In this project, we'll finish the implementation of a web server in C.
What's already there:
- Skeleton code that handles all the network communication
- The main loop in
main()
- Skeleton endpoint handler calls functions
What you need to write:
- Code that parses HTTP requests
- Code that builds HTTP responses
- Your code will interface with the existing code
What you don't need to write:
- Any system calls, including
send()
andrecv()
- Any new functions from scratch--there's a skeleton for all functions you'll need
A web server is a piece of software that accepts HTTP requests (commonly GET requests for HTML pages), and returns responses (commonly HTML pages). Other common uses are GET requests for images within web pages, and POST requests to upload data to the server (e.g. a form submission or file upload).
Before learning about the web server, let's take a look at some general information about how networking works. Some of these terms will be familiar to you, and we'll expand their definitions a bit.
This is background information. You will not need to use this directly in the web server.

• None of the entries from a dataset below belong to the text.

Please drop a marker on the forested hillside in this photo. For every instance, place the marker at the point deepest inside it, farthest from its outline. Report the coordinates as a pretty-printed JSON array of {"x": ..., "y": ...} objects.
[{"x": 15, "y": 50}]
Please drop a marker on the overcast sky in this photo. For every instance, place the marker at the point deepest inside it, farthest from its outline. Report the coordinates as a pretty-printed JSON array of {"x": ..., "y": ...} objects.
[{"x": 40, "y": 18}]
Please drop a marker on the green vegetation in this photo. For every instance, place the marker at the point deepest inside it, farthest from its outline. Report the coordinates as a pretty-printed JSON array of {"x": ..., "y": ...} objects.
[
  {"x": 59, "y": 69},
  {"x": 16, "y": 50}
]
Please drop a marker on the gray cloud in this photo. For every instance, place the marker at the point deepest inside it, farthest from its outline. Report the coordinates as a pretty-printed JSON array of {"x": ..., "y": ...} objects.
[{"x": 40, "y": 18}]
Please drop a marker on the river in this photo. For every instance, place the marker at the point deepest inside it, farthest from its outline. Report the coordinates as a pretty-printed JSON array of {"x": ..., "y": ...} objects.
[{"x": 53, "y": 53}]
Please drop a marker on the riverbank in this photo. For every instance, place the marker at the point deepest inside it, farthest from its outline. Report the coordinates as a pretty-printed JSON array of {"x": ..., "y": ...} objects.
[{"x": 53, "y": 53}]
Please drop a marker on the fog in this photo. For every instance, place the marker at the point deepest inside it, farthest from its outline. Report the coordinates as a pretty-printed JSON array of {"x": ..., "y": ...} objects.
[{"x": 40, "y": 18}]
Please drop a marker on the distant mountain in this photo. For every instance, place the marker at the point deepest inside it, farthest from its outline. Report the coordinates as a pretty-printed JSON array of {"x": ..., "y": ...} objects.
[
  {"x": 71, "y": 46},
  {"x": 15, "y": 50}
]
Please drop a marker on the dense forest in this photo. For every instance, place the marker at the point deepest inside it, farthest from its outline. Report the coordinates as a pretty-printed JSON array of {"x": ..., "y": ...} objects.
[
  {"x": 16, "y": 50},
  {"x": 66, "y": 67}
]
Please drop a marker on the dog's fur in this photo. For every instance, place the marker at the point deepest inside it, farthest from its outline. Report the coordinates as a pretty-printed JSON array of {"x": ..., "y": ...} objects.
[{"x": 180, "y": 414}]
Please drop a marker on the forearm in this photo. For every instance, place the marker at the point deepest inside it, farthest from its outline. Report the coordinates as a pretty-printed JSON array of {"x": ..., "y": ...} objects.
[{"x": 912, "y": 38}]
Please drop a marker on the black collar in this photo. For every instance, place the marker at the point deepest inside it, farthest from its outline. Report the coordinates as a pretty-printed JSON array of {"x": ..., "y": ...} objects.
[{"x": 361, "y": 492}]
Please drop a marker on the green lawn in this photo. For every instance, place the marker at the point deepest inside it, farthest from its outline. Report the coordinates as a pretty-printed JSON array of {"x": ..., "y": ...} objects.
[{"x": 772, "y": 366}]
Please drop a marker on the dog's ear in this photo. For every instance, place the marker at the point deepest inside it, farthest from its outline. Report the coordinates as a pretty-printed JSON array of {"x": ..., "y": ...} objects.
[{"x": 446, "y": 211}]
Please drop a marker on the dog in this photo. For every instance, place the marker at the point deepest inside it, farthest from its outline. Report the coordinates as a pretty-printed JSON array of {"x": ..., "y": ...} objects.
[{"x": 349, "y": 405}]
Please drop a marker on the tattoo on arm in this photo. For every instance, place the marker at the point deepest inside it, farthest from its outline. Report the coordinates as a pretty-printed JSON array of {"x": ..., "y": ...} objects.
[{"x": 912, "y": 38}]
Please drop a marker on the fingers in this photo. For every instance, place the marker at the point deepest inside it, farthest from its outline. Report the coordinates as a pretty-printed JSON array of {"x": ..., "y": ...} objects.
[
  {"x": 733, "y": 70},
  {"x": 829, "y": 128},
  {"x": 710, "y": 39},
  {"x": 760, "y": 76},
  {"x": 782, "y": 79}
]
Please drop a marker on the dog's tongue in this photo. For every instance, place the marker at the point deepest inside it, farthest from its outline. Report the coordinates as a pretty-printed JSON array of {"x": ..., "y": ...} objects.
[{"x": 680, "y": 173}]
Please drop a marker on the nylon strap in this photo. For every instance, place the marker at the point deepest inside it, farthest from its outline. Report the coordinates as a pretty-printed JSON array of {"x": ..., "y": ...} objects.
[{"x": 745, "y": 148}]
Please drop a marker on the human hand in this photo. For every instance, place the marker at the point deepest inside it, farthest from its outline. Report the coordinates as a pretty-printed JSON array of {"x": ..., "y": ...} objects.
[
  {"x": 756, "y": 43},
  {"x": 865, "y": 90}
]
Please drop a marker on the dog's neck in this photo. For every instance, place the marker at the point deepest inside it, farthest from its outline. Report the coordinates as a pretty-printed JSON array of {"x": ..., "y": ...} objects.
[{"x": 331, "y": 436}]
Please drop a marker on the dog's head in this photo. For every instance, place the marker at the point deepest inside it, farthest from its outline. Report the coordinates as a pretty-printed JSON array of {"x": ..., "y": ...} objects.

A protocol is an agreement between two programs about how they will communicate. For the Internet, most protocols take the form of "If you send me x, I'll send you back y." Internet-related protocols are clearly written down in specifications, known as an RFC.
When you send some data out on the network, that data is wrapped up in several layers of additional data that provide information about data integrity, routing, and so on.
At the highest level, you have your data that you want to transmit. As it is prepared for transmission on the network, the data is encapsulated in other data to help it arrive at its destination. Any particular piece of data will be wrapped, partially unwrapped, and re-wrapped as it moves from wire to wire across the Internet to its destination.
The act of wrapping data puts a new header on the data. This header encapsulates the original data, and all the headers that have been added before it.
Here is an example of a fully-encapsulated HTTP data packet.
+-----------------+
| Ethernet Header | Deals with routing on the LAN
+-----------------+
| IP Header | Deals with routing on the Internet
+-----------------+
| TCP Header | Deals with data integrity
+-----------------+
| HTTP Header | Deals with web data
+-----------------+
| <h1>Hello, worl | Whatever you need to send
| d!</h1> |
| |
+-----------------+
The details of what data exists in each header type is beyond the scope of what most people need to know. It is enough to know the short description of what each does.
As the data leaves your LAN and heads out in the world, the Ethernet header will be stripped off, the IP header will be examined to see how the data should be routed, and another header for potentially a different protocol will be put on to send the traffic over DSL, a cable modem, or fiber.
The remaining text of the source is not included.